Fisher's Exact Test p-value

Question

Fisher's Exact Test p-value

Fisher's Exact Test provides a method based on the hypergeometric distribution to test hypotheses of the form:

H_0: \pi _{\text {treatment}} = \pi _{\text {control}}, i.e. treatment has no effect on the rate of occurence of a targeted outcome

H_ A:\pi _{\text { treatment}} < \pi _{\text {control}}, i.e. treatment lowers (or raises, or changes) the rate of occurence of a targeted outcome.

In the mammography study, the targeted outcome is death due to breast cancer.

We define the test statistic T to be the number of targeted outcomes in the treatment group. Under the null hypothesis that the treatment has no effect, T follows a hypergeometric distribution \text {hypergeometric}(N,K,n), with parameters:

N: \text {Size of experiment, i.e. total number of individuals in both treatment and control groups}

K: \text {Size of the treatment group}

n: \text {Total number of targeted outcomes}.

Recall the p-value is defined to be the probability that we obtain an observation as extreme or more extreme than the one observed,in the direction of the alternative hypothesis, under the null hypothesis. In a Fisher's exact test, this corresponds to the probability under a tail of the hypergeometric pmf.

Application to the mammography study

In the mammography study, the hypotheses of our Fisher's exact test is:

H_0: \pi _{\text {treatment}} = \pi _{\text {control}}, i.e. Treatment has no effect to the death rate due to breast cancer;

H_ A:\pi _{\text {treatment}} < \pi _{\text {control}}, i.e.
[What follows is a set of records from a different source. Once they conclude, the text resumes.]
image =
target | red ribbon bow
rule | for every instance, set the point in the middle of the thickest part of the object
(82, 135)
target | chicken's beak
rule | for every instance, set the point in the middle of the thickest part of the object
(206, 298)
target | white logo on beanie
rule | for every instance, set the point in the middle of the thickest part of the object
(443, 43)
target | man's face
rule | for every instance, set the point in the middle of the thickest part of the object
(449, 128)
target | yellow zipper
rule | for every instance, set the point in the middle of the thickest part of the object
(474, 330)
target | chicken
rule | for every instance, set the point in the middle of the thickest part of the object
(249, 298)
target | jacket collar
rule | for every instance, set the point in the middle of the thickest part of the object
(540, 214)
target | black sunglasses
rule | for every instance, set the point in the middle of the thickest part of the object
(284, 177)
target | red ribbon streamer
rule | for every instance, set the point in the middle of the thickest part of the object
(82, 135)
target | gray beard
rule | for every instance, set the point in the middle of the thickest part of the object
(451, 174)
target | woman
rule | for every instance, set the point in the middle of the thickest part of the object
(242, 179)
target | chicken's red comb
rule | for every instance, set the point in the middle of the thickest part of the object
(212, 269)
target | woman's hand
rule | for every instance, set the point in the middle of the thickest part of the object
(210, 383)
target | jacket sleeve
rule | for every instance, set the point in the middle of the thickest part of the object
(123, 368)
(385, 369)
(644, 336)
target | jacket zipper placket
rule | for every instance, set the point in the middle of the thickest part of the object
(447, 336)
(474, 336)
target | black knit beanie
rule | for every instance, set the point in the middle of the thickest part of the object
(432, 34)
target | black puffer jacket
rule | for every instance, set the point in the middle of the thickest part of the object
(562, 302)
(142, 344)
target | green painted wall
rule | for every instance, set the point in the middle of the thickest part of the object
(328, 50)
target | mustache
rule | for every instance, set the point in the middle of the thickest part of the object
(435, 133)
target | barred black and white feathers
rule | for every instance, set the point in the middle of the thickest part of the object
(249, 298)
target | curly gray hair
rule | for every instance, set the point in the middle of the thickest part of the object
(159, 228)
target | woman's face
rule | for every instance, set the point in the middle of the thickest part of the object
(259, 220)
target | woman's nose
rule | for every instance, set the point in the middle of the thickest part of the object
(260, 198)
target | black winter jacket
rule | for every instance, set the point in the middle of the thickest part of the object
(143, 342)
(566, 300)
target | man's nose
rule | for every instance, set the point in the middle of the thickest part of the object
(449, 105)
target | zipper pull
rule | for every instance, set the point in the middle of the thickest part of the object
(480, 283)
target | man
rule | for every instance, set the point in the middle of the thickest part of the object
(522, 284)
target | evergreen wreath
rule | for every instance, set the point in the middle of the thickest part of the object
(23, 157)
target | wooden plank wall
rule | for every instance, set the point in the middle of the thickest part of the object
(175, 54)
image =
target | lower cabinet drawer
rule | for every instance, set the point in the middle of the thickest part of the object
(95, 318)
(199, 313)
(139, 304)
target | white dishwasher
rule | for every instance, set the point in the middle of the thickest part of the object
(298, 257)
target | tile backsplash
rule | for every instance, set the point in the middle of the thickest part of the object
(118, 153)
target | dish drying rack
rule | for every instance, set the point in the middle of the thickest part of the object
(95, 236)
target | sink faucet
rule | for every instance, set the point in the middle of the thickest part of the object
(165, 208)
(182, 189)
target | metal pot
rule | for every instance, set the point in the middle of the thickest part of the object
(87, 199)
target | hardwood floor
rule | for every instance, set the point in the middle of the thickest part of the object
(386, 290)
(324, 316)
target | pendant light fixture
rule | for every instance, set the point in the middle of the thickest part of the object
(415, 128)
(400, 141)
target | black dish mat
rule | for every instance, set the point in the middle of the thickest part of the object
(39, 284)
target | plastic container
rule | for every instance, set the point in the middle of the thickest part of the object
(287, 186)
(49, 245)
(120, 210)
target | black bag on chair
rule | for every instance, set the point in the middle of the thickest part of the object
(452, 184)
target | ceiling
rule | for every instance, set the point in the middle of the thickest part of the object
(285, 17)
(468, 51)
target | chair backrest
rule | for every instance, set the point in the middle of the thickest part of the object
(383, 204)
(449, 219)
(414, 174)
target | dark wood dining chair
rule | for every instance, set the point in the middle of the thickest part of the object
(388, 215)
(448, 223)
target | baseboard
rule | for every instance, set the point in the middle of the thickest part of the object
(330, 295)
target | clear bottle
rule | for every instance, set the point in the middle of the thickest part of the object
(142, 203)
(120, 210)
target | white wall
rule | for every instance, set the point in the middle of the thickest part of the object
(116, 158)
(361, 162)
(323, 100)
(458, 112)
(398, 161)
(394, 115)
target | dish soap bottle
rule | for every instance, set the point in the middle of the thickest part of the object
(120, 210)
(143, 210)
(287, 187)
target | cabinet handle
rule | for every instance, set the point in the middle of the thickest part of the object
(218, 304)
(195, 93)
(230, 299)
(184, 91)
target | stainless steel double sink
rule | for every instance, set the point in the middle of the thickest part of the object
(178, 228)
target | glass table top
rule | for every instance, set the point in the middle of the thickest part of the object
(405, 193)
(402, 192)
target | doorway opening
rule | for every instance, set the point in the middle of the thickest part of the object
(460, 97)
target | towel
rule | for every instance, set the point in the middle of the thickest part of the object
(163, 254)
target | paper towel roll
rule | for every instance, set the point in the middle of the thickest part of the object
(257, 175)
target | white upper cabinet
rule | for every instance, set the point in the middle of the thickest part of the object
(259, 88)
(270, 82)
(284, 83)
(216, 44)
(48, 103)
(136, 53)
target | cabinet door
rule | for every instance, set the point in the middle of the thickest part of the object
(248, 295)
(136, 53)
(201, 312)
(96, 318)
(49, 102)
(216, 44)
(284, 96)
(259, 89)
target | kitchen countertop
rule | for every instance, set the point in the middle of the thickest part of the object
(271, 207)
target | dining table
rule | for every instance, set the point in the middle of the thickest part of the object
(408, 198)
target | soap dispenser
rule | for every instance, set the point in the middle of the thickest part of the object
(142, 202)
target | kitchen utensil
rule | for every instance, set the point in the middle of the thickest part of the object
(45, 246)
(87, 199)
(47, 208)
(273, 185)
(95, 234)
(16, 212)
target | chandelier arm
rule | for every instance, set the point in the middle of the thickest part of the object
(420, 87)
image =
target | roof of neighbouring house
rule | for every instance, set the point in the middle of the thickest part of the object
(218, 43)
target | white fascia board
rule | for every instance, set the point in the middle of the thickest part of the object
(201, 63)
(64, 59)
Treatment lowers the death rate due to breast cancer.

The test statistic T for this test is the number of breast cancer deaths in the treatment group, which is distributed as hypergeometric with parameters N=62000, K=31000 and n=102, as we discussed on the previous page.

The p-value is then the sum of probabilities of obtaining a value of T that is more extreme than 39, in the direction of the alternate hypothesis. That is,

\displaystyle \displaystyle p\, =\, \mathbf{P}_{H_0}(T \leq 39) \displaystyle = \displaystyle \sum _{t = 0}^{39} \frac{\binom {31000}{t}\binom {31000}{102 - t}}{\binom {62000}{102}}.
From this, based on the significance level \alpha, we can either

reject the null hypothesis if p \leq \alpha, or

fail to reject the null hypothesis if p > \alpha.

Contingency Table

Data for Fisher's exact test can typically be presented in a contingency table , which shows how the targeted outcomes are divided between the treatment and control group, as well as the sizes of these groups.
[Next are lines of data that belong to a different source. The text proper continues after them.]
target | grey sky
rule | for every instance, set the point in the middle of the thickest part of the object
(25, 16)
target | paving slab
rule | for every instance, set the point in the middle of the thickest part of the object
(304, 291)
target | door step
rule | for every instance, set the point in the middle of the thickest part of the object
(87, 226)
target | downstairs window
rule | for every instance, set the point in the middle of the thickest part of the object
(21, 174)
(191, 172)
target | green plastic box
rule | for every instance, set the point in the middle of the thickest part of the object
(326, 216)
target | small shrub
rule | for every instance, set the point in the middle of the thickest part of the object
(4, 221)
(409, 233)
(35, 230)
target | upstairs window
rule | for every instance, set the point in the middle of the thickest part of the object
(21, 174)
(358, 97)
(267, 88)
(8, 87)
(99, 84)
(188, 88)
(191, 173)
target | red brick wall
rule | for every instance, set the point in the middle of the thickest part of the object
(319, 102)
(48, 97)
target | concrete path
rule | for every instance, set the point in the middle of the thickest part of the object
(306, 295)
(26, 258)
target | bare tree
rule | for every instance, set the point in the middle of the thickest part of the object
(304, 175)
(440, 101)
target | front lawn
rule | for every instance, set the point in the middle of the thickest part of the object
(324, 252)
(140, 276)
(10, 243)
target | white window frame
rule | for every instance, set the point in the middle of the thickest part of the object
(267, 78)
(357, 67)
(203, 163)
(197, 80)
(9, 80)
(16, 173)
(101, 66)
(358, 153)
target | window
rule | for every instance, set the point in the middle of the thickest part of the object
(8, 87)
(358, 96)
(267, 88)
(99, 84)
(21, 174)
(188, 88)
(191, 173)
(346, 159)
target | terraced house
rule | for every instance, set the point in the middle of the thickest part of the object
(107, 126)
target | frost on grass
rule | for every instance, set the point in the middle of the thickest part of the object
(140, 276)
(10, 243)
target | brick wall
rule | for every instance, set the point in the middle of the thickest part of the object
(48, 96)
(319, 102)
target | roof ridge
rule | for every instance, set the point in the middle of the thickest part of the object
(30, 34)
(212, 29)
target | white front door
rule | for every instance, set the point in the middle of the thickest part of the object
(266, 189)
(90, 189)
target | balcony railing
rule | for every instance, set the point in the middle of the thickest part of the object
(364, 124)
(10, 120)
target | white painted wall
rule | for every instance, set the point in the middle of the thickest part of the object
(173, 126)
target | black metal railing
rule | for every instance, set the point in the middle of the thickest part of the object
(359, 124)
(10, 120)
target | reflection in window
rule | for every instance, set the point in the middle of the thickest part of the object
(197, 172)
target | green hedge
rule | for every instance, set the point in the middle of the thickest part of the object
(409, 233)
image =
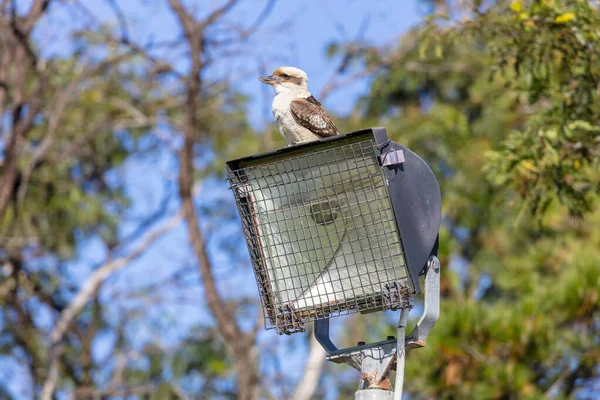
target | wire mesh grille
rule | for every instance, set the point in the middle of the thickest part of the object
(322, 235)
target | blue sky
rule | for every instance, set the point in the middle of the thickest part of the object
(295, 33)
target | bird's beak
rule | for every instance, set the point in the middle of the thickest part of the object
(270, 80)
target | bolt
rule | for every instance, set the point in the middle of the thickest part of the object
(434, 263)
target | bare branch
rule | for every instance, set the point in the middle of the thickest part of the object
(216, 14)
(38, 8)
(91, 285)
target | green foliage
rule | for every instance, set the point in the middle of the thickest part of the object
(549, 55)
(505, 108)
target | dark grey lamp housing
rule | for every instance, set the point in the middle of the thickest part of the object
(345, 224)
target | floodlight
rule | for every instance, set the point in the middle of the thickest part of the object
(340, 225)
(336, 226)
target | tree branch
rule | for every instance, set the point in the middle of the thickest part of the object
(91, 285)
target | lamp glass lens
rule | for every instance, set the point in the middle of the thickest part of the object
(322, 231)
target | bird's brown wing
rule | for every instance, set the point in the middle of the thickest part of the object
(310, 114)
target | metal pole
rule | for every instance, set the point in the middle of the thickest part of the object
(400, 353)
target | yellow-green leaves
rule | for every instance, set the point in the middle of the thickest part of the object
(564, 18)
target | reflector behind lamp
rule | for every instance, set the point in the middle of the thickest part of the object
(344, 224)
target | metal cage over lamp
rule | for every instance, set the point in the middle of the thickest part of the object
(345, 224)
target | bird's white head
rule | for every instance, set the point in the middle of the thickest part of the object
(288, 80)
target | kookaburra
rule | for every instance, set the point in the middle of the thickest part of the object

In the mammography study, the contingency table looks like the following.

Fisher's exact test practice
1/2 points (graded)
Reproduce the Fisher's exact test for the mammography study.
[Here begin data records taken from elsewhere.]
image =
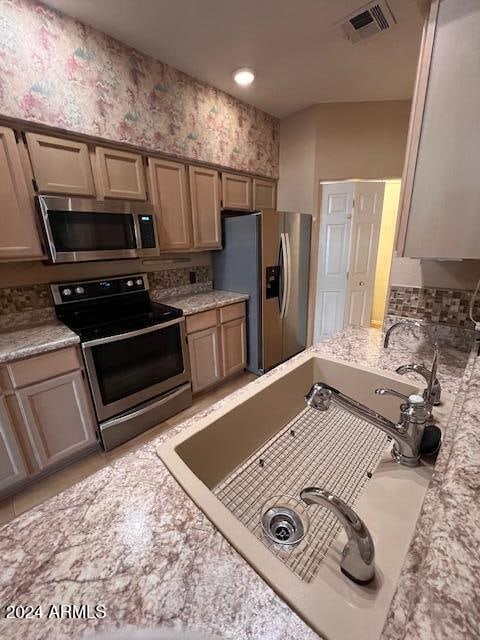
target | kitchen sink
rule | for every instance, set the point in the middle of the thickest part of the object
(245, 464)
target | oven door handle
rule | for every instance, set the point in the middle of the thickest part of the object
(113, 422)
(131, 334)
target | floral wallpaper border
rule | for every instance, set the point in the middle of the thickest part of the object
(56, 71)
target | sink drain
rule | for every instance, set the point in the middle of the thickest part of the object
(283, 525)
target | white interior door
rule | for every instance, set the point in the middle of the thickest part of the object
(334, 235)
(365, 231)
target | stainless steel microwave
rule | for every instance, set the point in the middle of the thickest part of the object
(79, 229)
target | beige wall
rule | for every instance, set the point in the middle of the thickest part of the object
(339, 141)
(297, 184)
(19, 273)
(385, 249)
(361, 139)
(410, 272)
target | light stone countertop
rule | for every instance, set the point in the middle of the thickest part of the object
(33, 340)
(128, 537)
(202, 301)
(51, 334)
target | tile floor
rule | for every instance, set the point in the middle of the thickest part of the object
(47, 487)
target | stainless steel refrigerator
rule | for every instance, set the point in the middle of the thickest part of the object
(267, 255)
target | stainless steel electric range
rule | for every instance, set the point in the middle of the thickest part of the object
(135, 353)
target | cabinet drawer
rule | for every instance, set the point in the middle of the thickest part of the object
(44, 366)
(232, 311)
(201, 321)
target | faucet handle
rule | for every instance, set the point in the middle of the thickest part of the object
(391, 392)
(320, 395)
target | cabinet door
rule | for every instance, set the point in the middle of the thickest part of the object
(236, 191)
(168, 183)
(205, 365)
(60, 166)
(12, 465)
(205, 195)
(233, 346)
(18, 237)
(120, 174)
(264, 194)
(58, 418)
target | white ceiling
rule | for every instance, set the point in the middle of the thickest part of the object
(299, 55)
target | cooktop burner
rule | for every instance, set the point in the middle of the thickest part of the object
(102, 308)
What is the p-value given the observed data?
(Please enter the value with a precision of at least 4 decimal places. Hint : Use the fisher_exact function in SciPy with the appropriate values. )

Answer 1

To calculate the p-value using the Fisher's exact test for the mammography study, we need to use the contingency table provided. However, the contingency table is not specified in the question, so we cannot answer this without more information. The provided information does mention the parameters for the hypergeometric distribution, but without the actual data, we cannot calculate the p-value.

Answer 2

To calculate the p-value for the Fisher's exact test using the observed data, you can use the `fisher_exact` function in SciPy with the appropriate values. The observed data for the mammography study is not given in the provided information.